In so holding, we are aware that the court in State v. Pascal, supra at 137-38, has stated:
The trial court's subjective determination that these ranges ... do not adequately advance the ... goals [of the SRA, including protection of the public], is not a substantial and compelling reason justifying a departure.
This language recognizes that an exceptional sentence may not be imposed based on the superior court's "subjective determination" that the range is inadequate. Accord, State v. Nelson, 43 Wash. App. 871, 879, 719 P.2d 961 (1986). Here, the Superior Court has set forth in writing its reasons for imposing an exceptional sentence. These reasons express more than the court's "subjective determination." They articulate a factual basis for its finding that Mr. Woody's future dangerousness justifies a departure from the standard sentencing range.
We conclude Mr. Woody's deliberate mental state and *781 his future dangerousness are substantial and compelling reasons justifying the court's departure from the standard sentencing range.
C
WAS THE SENTENCE CLEARLY EXCESSIVE?
As noted above, abuse of discretion is the standard of review of a court's decision regarding the length of an exceptional sentence. Oxborrow. In light of Mr. Woody's future dangerousness and his knowledge of the serious consequences of his conduct to his young and helpless victims, we conclude that a reasonable person may have imposed the 10-year sentence.

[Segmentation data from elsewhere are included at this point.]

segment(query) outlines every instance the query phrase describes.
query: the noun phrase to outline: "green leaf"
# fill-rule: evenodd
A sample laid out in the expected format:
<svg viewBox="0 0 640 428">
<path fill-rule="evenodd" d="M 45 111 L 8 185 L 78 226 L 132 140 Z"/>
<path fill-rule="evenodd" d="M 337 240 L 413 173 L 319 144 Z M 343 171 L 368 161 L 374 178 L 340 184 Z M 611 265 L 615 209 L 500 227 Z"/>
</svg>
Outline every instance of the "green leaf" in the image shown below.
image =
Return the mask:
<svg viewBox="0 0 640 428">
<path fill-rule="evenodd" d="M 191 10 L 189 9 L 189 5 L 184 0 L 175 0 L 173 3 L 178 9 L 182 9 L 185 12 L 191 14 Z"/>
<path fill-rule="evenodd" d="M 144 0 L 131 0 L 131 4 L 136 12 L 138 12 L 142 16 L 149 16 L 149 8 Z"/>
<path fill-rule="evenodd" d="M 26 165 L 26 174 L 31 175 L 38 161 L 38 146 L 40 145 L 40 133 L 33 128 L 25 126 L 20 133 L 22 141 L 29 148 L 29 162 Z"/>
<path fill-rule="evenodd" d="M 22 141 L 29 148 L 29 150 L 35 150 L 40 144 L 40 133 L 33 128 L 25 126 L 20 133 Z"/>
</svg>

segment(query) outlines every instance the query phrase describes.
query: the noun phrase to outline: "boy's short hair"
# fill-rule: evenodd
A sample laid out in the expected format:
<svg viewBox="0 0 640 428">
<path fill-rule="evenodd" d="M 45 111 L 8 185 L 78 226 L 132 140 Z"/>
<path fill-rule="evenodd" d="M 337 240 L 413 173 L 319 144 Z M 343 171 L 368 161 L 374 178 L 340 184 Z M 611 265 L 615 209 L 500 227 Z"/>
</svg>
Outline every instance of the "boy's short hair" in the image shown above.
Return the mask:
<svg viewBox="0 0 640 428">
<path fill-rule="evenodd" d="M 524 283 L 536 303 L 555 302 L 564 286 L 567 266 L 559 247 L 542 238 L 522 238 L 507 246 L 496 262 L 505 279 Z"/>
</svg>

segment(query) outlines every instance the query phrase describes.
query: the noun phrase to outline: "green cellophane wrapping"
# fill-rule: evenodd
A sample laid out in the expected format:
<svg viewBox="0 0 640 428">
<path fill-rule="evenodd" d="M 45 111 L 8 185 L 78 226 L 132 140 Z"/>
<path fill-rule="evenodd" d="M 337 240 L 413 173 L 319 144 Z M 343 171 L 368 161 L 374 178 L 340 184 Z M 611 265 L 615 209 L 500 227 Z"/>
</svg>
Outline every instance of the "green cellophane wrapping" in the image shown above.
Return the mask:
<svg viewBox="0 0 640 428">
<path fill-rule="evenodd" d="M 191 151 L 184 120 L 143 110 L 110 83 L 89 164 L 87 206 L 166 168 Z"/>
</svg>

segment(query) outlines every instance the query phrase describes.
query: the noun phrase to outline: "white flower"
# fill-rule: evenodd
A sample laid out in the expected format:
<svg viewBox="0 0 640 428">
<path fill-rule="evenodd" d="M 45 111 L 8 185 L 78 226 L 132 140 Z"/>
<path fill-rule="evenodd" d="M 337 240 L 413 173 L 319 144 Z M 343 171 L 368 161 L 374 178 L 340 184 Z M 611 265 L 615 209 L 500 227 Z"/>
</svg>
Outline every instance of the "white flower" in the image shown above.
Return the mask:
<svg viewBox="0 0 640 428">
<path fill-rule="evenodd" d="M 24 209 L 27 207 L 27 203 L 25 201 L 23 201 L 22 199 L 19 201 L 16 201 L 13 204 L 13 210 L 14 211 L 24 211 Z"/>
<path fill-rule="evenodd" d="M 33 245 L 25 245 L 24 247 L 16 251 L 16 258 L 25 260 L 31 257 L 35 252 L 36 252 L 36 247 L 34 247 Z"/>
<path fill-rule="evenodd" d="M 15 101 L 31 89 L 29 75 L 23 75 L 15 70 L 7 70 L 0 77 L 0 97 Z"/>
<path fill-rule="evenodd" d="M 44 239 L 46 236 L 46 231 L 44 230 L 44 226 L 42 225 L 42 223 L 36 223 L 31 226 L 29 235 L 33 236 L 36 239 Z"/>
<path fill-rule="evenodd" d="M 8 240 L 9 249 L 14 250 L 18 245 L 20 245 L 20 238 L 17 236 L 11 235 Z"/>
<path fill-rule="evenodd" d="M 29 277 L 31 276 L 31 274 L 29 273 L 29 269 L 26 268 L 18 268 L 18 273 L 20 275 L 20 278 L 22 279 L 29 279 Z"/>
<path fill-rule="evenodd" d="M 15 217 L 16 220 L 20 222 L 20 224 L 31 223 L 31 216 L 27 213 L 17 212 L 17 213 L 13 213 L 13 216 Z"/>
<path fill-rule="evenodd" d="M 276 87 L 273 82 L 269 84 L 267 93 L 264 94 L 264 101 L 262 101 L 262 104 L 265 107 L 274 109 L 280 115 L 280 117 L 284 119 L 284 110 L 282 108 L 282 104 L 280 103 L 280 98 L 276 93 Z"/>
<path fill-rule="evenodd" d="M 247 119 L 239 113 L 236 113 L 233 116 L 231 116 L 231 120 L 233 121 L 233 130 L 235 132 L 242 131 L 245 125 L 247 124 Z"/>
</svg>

The judgment of the Superior Court is affirmed.
GREEN and THOMPSON, JJ., concur.
Review denied by Supreme Court February 1, 1988.
NOTES
[*] This case was heard by a panel of Division Three judges sitting in Division Two.
[1] Former RCW 9.94A.370, in effect at the time of Mr. Woody's sentencing, provided, in pertinent part:
"In determining any sentence, the trial court may use no more information than is admitted by the plea agreement, and admitted to or acknowledged at the time of sentencing. Acknowledgement includes not objecting to information stated in the presentence reports". (Italics ours.) See also State v. Oxborrow, supra at 538.
[2] The State also argues that the nudity involved here as well as Mr. Woody's act in masturbating onto the victim's genitals constituted deliberate cruelty, an aggravating circumstance under RCW 9.94A.390. While we are aware indecent liberties may be committed in other ways, we hold that these facts do not distinguish Mr. Woody's crime from other indecent liberties so as to justify an exceptional sentence on that ground alone.
[3] The presentence investigation report states at 7: "It should be noted that in my jail interview with Mr. Woody, he stated that he also has been plagued with thoughts of killing his victim, prior to his arrest, so that he would not be apprehended."